Lindner sagte am Donnerstag, die prognostizierten Mindereinnahmen seien keine Überraschung, sein Ministerium habe dafür auch Vorsorge getroffen. Ursache seien Änderungen im Steuerrecht, die nach der letzten Schätzung beschlossen wurden, um die Bürger angesichts stark gestiegener Lebenshaltungskosten zu entlasten.

AChristian Lindner (FDP), Bundesminister der Finanzen, muss mit weniger Geld rechnen.
AChristian Lindner (FDP), Bundesminister der Finanzen, muss mit weniger Geld rechnen. © dp | Kay Nietfeld

Forderungen nach Steuererhöhungen erteilte der FDP-Chef abermals eine Absage. Deutschland habe kein Einnahmeproblem. Vielmehr sei es ein Hochsteuerland und habe im Wettbewerb mit anderen Staaten an Boden verloren. Das Wachstum falle auch niedriger aus als anderswo. Die Bundesregierung rechnet für das laufende Jahr mit einer Zunahme der Wirtschaftsleistung um 0,4 Prozent.

Lindner streitet bereits seit Monaten mit seinen Kabinettskollegen über den Bundeshaushalt 2024 und die grundsätzliche Ausrichtung der Finanzpolitik. Dabei geht es um die Frage, ob jetzt der richtige Zeitpunkt ist, die Ausgaben der öffentlichen Hand zu begrenzen. In den vergangenen Jahren hatte der Staat im Angesicht der Corona-Pandemie und des russischen Angriffskrieges gegen die Ukraine neue Schulden in gigantischem Umfang aufgenommen. Unter anderem spannte die Ampel-Koalition 2022 einen Abwehrschirm im Umfang von 200 Milliarden Euro, um Energie für Unternehmen und Privathaushalte bezahlbar zu halten.
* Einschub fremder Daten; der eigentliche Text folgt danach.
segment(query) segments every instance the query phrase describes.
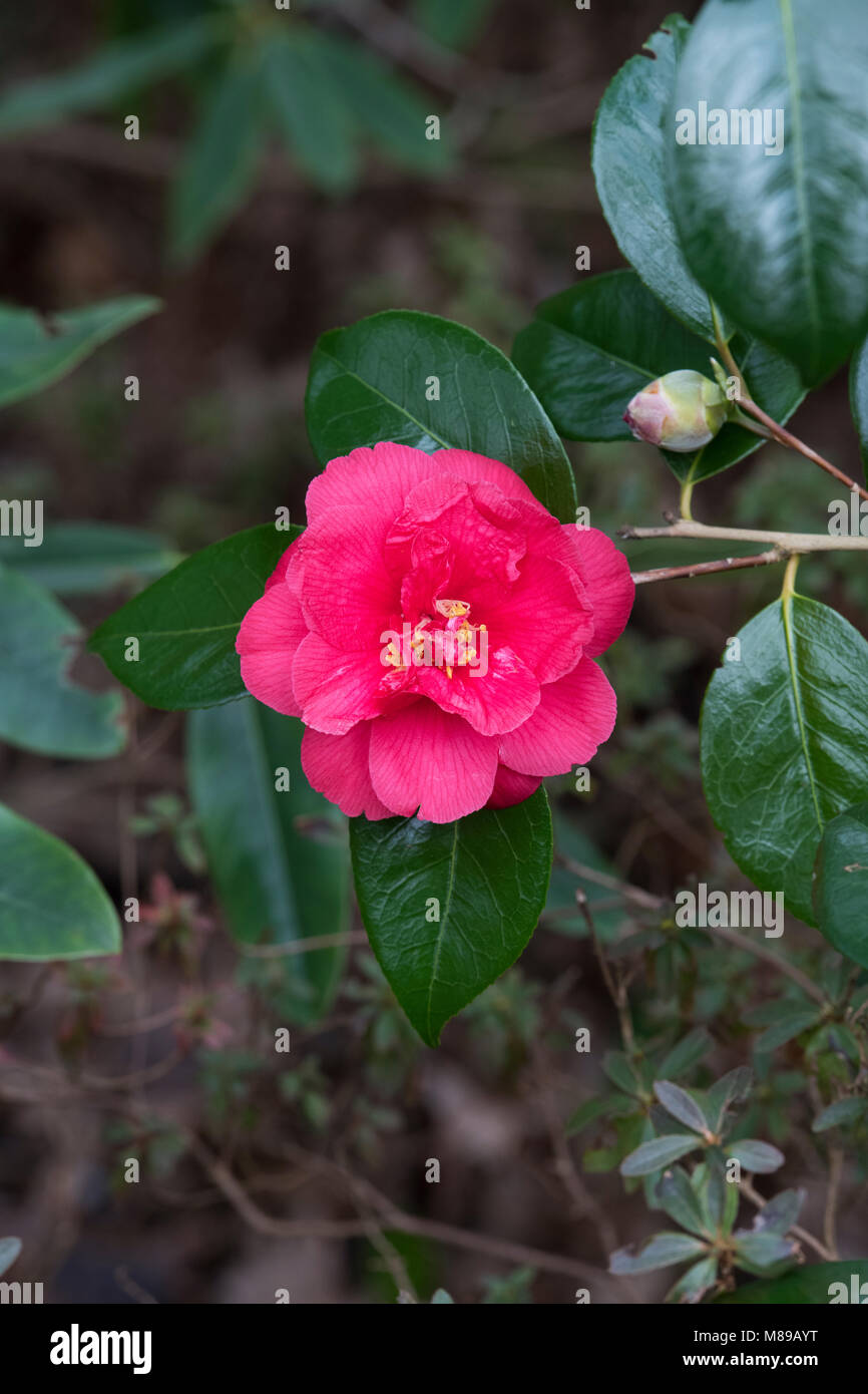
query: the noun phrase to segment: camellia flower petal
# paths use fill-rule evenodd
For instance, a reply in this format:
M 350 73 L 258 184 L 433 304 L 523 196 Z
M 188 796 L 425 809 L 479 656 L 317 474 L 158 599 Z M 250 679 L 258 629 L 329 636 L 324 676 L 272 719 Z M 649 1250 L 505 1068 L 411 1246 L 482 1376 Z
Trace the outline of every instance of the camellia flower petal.
M 559 523 L 499 460 L 392 442 L 332 460 L 307 507 L 235 647 L 346 814 L 503 809 L 607 740 L 594 658 L 634 587 L 603 533 Z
Außerdem stellte der Gesetzgeber in einem Sondervermögen 100 Milliarden Euro für die Modernisierung der Bundeswehr bereit.

Bundesminister melden erhebliche Mehrbedarfe für 2024 an

Anders als diverse Regierungsmitglieder, insbesondere von den Grünen, ist Lindner der Ansicht, dass Deutschland im kommenden Jahr zwingend wieder die Regeln der Schuldenbremse einhalten müsse. Das Grundgesetz schreibt vor, dass der Bund in wirtschaftlich normalen Zeiten nur in sehr geringem Umfang neu Schulden aufnehmen darf. In Ausnahmesituationen kann davon aber abgewichen werden, was während der Pandemie geschehen ist. 2023 werden die Regeln der Schuldenbremse bereits wieder eingehalten, allerdings ist dafür allerlei kreative Buchführung notwendig.

Geschätzte Steuereinnahmen von Bund, Ländern, Gemeinden und EU bis 2027.
Geschätzte Steuereinnahmen von Bund, Ländern, Gemeinden und EU bis 2027. © dpa | dpa-infografik GmbH

Für das kommende Jahr melden die Bundesminister zum Teil erhebliche Mehrbedarfe an. So will Verteidigungsminister Boris Pistorius (SPD) etwa zehn Milliarden Euro zusätzlich. Die Grünen um Wirtschaftsminister Robert Habeck dringen auf höhere Ausgaben für den Klimaschutz. Die grüne Familienministerin Lisa Paus wiederum hat errechnet, dass die geplante Kindergrundsicherung pro Jahr zwölf Milliarden Euro kosten dürfte. Dies würde zwar erst ab dem übernächsten Jahr zu Buche schlagen, müsste aber bereits jetzt in der mittelfristigen Finanzplanung berücksichtigt werden.

Lindner: Der Finanzminister hat auch die FDP im Blick

„Wir können nur das Geld ausgeben, das die Menschen und Betriebe in diesem Land erwirtschaften. Dieser haushaltspolitischen Realität müssen wir uns alle stellen“, sagte Lindner am Donnerstag. Für 2024 macht Lindner weiterhin eine Finanzierungslücke von rund 20 Milliarden Euro aus. Wohin die Reise im Haushaltsstreit gehen wird, ist noch weitgehend unklar. Bislang gibt es keinen Beschluss des Bundeskabinetts über die Eckwerte und die mittelfristige Finanzplanung. Im März hatte Lindner deren Vorlage wegen auf unbestimmte Zeit verschoben. Bislang hieß es, dass das Kabinett die Eckwerte am 21. Juni beschließen werde. Am Donnerstag teilte der Finanzminister aber mit, dass auch dieser Termin nicht zu halten sei.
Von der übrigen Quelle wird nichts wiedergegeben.